– Я прекрасно вас понимаю.
– Хорошо. Как видите, секретность имеет первейшее значение. Отец соглашается, чтобы Сын умер на кресте для того, чтобы сам факт, что Он – Сын, не был раскрыт, раскрыт до времени, а ведь Он – единственный повелитель времени. Замечаете? Но вернемся к чудесам, начнем с самого первого. В Кане Галилейской не хватило вина. Мария обеспокоена, зная, что Сын может спасти положение. Но Он сначала отвечает ей: «Еще не пришел час мой. Я даже не приступил к выполнению задания. Как же ты хочешь, чтобы я раскрыл карты, показал, что могу превращать воду в вино, ибо и вода, и вино принадлежат мне, и мне так же просто превратить одно в другое, как сказать: „Вот вода, простите, я хотел сказать вино". Ты разве не понимаешь, что я выдам себя?» Однако Он делает это, потому что невозможно исполнить какую-либо миссию, не выдавая себя на каждом шагу; потому что, не рискуя выдать себя, невозможно ничего сделать; потому что бывают моменты, когда приходится браться за нож, или за телефонную трубку, или попросту рыться в корзине для бумаг. Но важно, чтобы такие моменты были сведены до минимума. И вот это-то искусство, это чутье, эта профессиональная тяга к минимальному особенно ярко выражены в Священном Писании. Сын ставит на ноги паралитиков, возвращает зрение слепым, воскрешает мертвых, да, но с какой сдержанностью! Только по просьбе. И очень часто призывая к соблюдению тайны: «Не говори никому об этом. Храни твой секрет». И лишь иногда: «Покажись священникам». Как будто сообщает пароль. Вполголоса. Всегда вполголоса. Почему? Очевидно, потому что без тайны не было бы и тайной миссии. Он мог бы сказать: «Я – Мессия. Доказательство? Сейчас я велю этой горе обрушиться в море…» И гора тотчас обрушилась бы в море, ибо, когда я хочу щелкнуть пальцами, я щелкаю. (И он щелкнул.) Но Он не сделал этого. Почему? Даже Своим агентам, которых Он набирал по одному для того, чтобы Его миссия продолжалась и после Него, Он говорил о Себе лишь намеками, вопросами. «Как вы думаете, кто я?» «Это ты сказал». «Мой отец» – да. Но никогда открыто: «Я – Сын Божий». В лучшем случае: «Я – Сын Человеческий». Почему? У богословов есть готовый ответ: чтобы не попирать нашей свободы. Точно, но что это значит? Разве мы останавливаемся перед тем, чтобы попрать чью-либо свободу ради его же блага? А ведь у него в руках было благо абсолютное.

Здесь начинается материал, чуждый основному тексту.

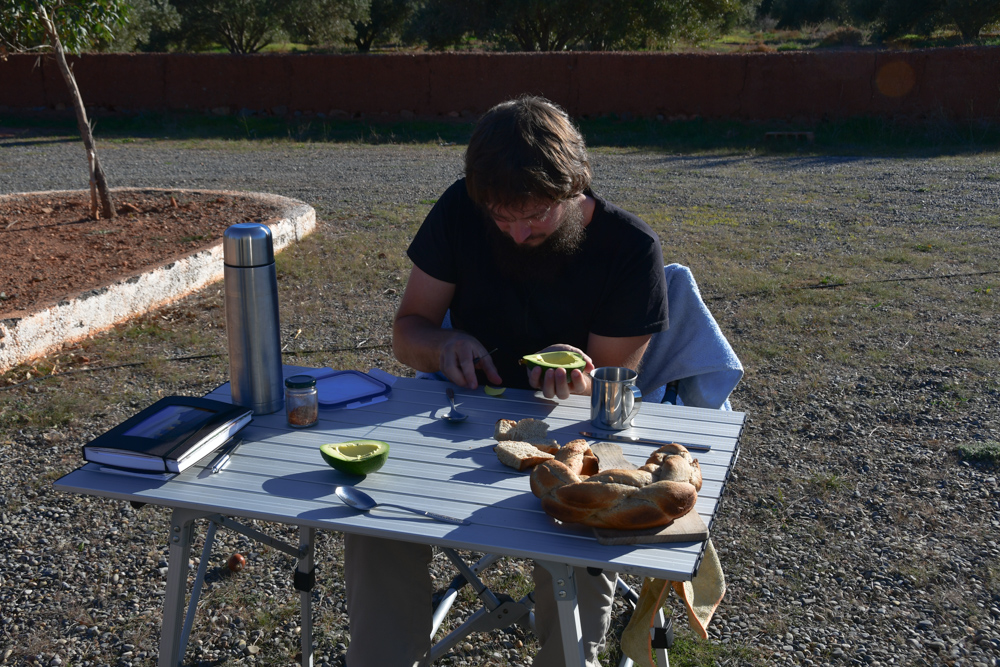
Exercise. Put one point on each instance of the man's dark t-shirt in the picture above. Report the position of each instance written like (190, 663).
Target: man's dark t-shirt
(613, 286)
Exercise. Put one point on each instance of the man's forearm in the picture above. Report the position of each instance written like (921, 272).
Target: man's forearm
(417, 343)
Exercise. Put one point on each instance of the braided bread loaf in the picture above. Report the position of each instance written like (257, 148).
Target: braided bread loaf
(663, 489)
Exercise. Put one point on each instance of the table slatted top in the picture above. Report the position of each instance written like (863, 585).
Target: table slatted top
(278, 475)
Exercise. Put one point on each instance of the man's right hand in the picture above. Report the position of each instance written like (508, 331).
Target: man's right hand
(458, 363)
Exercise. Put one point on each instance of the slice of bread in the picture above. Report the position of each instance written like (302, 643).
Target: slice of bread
(520, 455)
(530, 430)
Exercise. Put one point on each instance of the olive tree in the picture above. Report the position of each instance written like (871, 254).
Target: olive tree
(556, 25)
(30, 25)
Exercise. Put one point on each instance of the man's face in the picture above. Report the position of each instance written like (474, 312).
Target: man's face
(535, 241)
(530, 225)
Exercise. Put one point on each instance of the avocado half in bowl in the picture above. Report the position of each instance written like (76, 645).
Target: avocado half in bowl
(557, 359)
(356, 457)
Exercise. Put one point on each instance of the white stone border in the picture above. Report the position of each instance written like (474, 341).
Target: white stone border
(24, 337)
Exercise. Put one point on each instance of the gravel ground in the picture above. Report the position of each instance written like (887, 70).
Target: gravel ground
(855, 531)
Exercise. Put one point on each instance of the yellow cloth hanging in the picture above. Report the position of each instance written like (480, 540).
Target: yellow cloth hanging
(701, 597)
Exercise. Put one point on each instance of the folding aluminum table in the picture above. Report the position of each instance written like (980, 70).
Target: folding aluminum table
(279, 476)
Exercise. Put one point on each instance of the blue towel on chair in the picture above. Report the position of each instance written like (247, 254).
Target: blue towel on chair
(693, 351)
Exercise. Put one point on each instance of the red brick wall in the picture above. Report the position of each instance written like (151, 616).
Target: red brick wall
(957, 84)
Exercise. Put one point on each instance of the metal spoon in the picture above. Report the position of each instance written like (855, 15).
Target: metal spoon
(453, 416)
(362, 501)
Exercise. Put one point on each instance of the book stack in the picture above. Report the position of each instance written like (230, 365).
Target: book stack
(169, 436)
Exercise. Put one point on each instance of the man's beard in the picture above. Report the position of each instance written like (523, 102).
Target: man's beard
(546, 260)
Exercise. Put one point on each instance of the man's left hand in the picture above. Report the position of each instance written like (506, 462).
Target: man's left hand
(557, 382)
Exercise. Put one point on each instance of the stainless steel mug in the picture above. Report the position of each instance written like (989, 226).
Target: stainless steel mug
(614, 398)
(252, 318)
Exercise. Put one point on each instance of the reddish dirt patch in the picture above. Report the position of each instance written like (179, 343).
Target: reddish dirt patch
(50, 248)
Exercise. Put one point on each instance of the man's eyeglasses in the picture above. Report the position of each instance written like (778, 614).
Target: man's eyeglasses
(538, 218)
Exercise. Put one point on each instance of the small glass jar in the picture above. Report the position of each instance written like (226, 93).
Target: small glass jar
(301, 401)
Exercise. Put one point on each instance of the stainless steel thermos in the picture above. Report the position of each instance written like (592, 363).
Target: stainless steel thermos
(252, 318)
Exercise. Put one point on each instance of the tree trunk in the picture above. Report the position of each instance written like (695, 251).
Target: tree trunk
(98, 181)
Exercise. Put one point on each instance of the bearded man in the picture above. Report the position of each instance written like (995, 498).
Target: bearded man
(526, 258)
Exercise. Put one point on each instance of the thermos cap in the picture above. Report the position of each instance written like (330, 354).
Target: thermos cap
(247, 244)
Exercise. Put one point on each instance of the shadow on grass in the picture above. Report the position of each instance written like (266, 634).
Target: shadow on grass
(856, 136)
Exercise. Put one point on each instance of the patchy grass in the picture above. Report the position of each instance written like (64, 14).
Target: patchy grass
(981, 452)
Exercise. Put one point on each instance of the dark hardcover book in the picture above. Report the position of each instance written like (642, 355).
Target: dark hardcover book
(168, 436)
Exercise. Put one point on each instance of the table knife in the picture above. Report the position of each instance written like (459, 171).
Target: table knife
(614, 437)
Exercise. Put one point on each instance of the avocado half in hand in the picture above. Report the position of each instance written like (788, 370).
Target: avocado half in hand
(557, 359)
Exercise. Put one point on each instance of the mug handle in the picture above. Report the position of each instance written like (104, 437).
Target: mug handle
(636, 396)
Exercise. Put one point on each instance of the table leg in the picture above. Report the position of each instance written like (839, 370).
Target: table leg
(307, 537)
(181, 531)
(564, 587)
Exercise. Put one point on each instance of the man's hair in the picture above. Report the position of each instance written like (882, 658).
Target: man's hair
(525, 149)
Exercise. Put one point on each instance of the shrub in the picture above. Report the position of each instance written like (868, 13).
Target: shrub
(843, 36)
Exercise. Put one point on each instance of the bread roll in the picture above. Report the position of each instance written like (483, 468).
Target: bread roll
(520, 455)
(663, 489)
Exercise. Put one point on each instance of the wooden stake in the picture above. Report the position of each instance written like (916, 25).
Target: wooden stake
(97, 177)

В этот момент изможденный аскет и его кругленький вождь, раскачивавшийся на стуле, обменялись таким странным взглядом, что Петр Петрович поежился от суеверного страха. Теперь он вовсе не был уверен, что эти двое – такие же люди, как и все.
– Тут, профессор, нам следует вернуться – не знаю, говорите ли вы об этом на своих лекциях, – к истории творения. Любое творчество предполагает определенный риск. Леплю ли я горшок, сочиняю ли поэму, я всегда рискую испортить этот горшок или эту поэму. С другой стороны, творчество означает, что творению дается шанс. В противном случае это не творчество, а производство. Шанс дается любому творению, даже неудачному – выродку, уроду. Бог – не промышленник. Бог – поэт, Он не зачеркивает написанное. Вы вот только что подумали, кто мы такие? (Петр Петрович почти не удивился, что его мысль так легко угадали.) Мы – Владимир Ильич, я и кое-кто другой – Риск Божий.
Вы можете сказать, в некотором смысле, что Он всемогущ, но в один прекрасный момент, возможно в момент расстройства, Он отказался от Своего всемогущества, и мы воспользовались этой лазейкой. И вот мы здесь. У нас тоже есть шанс. У нас есть шанс победить Его. Он Сам дал нам его. А коль скоро мы Его ненавидим, мы не преминем воспользоваться оказией, которую Он по наивности Сам нам предоставил. Понятно я говорю? Вы за мной поспеваете?